Oral contraceptives, commonly known as birth control pills, are medications that prevent pregnancy. Birth control pills contain the hormones estrogen and progestin. These hormones prevent the ovaries from releasing an egg and change the lining of the uterus. Women who take birth control pills can have monthly menstrual cycles or cycles every 12 weeks, depending on the type of pill.

Common side effects of hormonal birth control can include:

  • nausea
  • weight gain
  • sore or swollen breasts
  • spotting between periods
  • lighter periods
  • mood changes

Birth control pills may increase your risk for other conditions. More serious side effects may be a sign of a complication. These side effects can include:

  • abdominal pain
  • chest pain
  • headaches
  • blurred vision
  • swelling of the legs or thighs

If you experience any of these symptoms while taking birth control, contact your doctor immediately.

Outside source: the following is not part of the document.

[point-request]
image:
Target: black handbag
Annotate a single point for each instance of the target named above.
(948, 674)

Birth control use and acne breakouts are linked, but in most cases it’s for positive reasons. One of the main causes of acne is the presence of male hormones, particularly androgens. Androgens are found in both men and women. These hormones are very active during puberty, which is one of the reasons acne is so common in the teenage population. Acne occurs in 70 to 87 percent of teenagers.

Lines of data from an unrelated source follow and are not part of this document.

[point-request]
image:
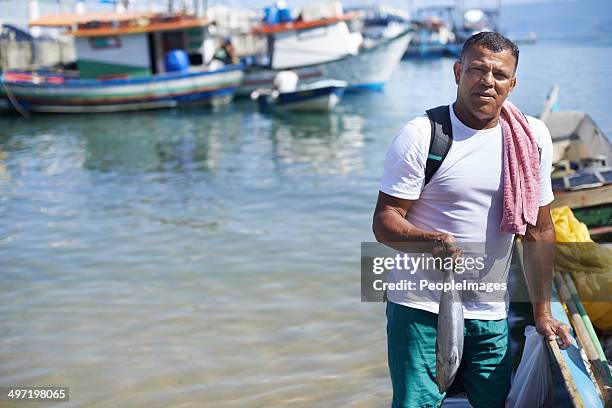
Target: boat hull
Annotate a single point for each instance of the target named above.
(369, 69)
(116, 95)
(307, 100)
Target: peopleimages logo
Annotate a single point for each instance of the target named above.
(411, 263)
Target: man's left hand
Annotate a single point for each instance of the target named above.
(551, 328)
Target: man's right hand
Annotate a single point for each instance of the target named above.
(444, 247)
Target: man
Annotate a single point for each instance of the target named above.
(462, 202)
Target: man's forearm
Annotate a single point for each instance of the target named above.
(539, 261)
(390, 227)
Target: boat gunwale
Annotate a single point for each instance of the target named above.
(77, 82)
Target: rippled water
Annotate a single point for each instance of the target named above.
(211, 258)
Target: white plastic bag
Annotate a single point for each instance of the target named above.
(533, 382)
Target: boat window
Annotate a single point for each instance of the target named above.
(583, 180)
(558, 184)
(105, 42)
(304, 35)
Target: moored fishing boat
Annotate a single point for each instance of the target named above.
(319, 96)
(582, 155)
(323, 48)
(125, 61)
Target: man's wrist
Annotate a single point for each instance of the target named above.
(541, 309)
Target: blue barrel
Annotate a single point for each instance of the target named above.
(284, 15)
(271, 15)
(177, 61)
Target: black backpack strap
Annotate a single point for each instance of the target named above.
(441, 139)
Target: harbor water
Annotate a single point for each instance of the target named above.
(212, 257)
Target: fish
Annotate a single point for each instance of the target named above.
(449, 340)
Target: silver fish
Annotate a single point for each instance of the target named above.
(449, 341)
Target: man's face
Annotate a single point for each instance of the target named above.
(484, 79)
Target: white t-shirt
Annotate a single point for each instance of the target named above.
(463, 198)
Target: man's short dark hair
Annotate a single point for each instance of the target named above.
(492, 41)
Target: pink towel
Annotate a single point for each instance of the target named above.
(521, 172)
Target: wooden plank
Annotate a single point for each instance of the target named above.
(587, 197)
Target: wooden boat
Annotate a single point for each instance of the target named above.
(125, 61)
(582, 178)
(324, 49)
(320, 96)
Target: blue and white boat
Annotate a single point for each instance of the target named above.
(125, 62)
(319, 96)
(320, 46)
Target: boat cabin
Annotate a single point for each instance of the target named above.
(320, 34)
(132, 44)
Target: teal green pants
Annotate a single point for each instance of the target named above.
(485, 368)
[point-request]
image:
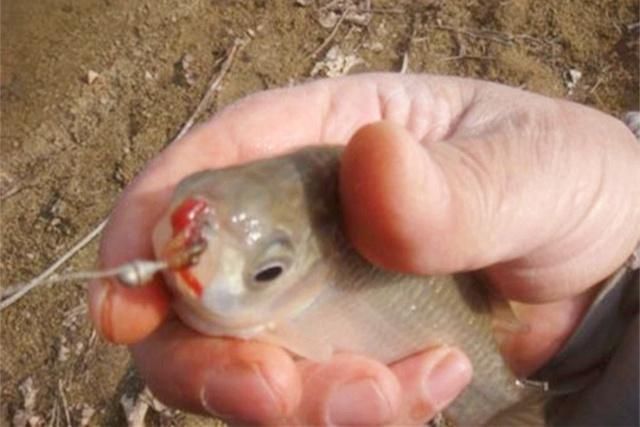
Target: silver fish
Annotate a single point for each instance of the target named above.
(276, 267)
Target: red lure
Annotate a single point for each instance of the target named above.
(184, 220)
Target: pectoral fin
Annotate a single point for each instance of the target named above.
(505, 321)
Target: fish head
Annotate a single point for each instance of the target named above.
(256, 248)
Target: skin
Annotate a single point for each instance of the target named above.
(439, 175)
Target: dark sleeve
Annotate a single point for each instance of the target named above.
(611, 400)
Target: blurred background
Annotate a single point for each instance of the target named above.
(91, 90)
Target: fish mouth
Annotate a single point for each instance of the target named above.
(192, 229)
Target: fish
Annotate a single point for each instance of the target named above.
(275, 265)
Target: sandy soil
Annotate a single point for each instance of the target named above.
(92, 90)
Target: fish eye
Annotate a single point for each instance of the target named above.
(269, 272)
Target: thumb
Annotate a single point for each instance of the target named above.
(550, 215)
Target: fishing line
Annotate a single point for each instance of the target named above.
(131, 274)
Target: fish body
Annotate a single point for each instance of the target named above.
(277, 268)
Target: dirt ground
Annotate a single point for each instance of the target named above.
(92, 90)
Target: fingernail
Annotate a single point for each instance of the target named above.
(447, 379)
(359, 402)
(241, 393)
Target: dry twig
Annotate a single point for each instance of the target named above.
(213, 86)
(14, 293)
(331, 36)
(65, 406)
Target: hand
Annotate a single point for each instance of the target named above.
(535, 191)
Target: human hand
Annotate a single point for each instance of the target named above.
(471, 175)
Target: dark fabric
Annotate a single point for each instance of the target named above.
(612, 400)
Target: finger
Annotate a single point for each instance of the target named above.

Acne occurs when androgens increase the size of the sebum glands and increase oil secretion. Oil and dead skin cells trap hair follicles. This can result in the following:

  • whiteheads
  • blackheads
  • pimples
  • other painful sores on or under the skin’s surface

Should You Pop Your Pimples?

Acne occurs commonly on certain parts of the body, such as the:

  • face
  • shoulders
  • back
  • chest

Although fluctuating hormone levels in adolescence are a main contributor to acne, adults of all ages can experience it. Other causes of acne include:

  • medications
  • diet
  • stress
  • hormone changes around the menstrual cycle
  • tight clothing and headgear
  • weather conditions, such as high humidity

Acne can range in severity. Mild cases of acne may require only over-the-counter (OTC) treatments. Moderate and more severe cases of acne may need prescriptions from your doctor.

Treatments for acne vary and can include:

  • OTC options such as gentle cleansers and oil-free lotions
  • prescribed topical medications, including creams, lotions, or other ointments containing antibiotics or retinoids
  • prescribed oral medications, including antibiotics, birth control for women, and isotretinoin
  • light therapy
  • chemical peels
  • injectable treatments

You may find that one or a combination of these treatments work to alleviate your acne.

How to Reduce Pimple Redness

Birth control can be used as an acne treatment in women because it controls hormones. This means that it can reduce the amount of acne-causing androgens in the body. Over time, this can result in clearer skin. If you experience acne breakouts near your menstrual cycle, birth control pills may help.

Birth control pills that combine estrogen and progestin are helpful in treating acne in women and adolescent girls. Some birth control pills that include this combination are:

  • Ortho Tri-Cyclen
  • Estrostep Fe
  • Yaz

The American Academy of Family Physicians (AAFP) says that when prescribing a birth control pill to treat acne, a pill with low androgens should be prescribed. Qualifying birth control options include:

  • Norlutin
  • Aygestin
  • Zovia
  • Ortho-Cyclen

When using birth control pills to treat acne, you should expect it to take a few months before your skin clears.

A recent study by the Cochrane Fertility Regulation Group reviewed 31 research reports on birth control and acne. It examined the effectiveness of birth control in treating acne and concluded that the hormonal birth control pills studied effectively treat acne for the most part.

A study published in the Journal of the American Academy of Dermatology compared the effectiveness of antibiotics and birth control pills in treating acne. The study concluded that at six months of treatment, birth control pills are equivalent to antibiotic treatments for acne. As such, birth control pills may be a better first-line treatment for women than antibiotics.

Birth control pills can be an effective way to control acne. If you’re looking to treat acne and take a contraceptive, the birth control pill may be for you. Be informed of the side effects of the pill, and be aware of how your body responds to it. Talk to your doctor about alternative treatments if you experience moderate or severe side effects from your birth control pill.

Birth control isn’t the only method for treating acne. You can explore other options if you aren’t interested in taking a birth control pill. Talking to your doctor can help you determine various treatment plans for acne.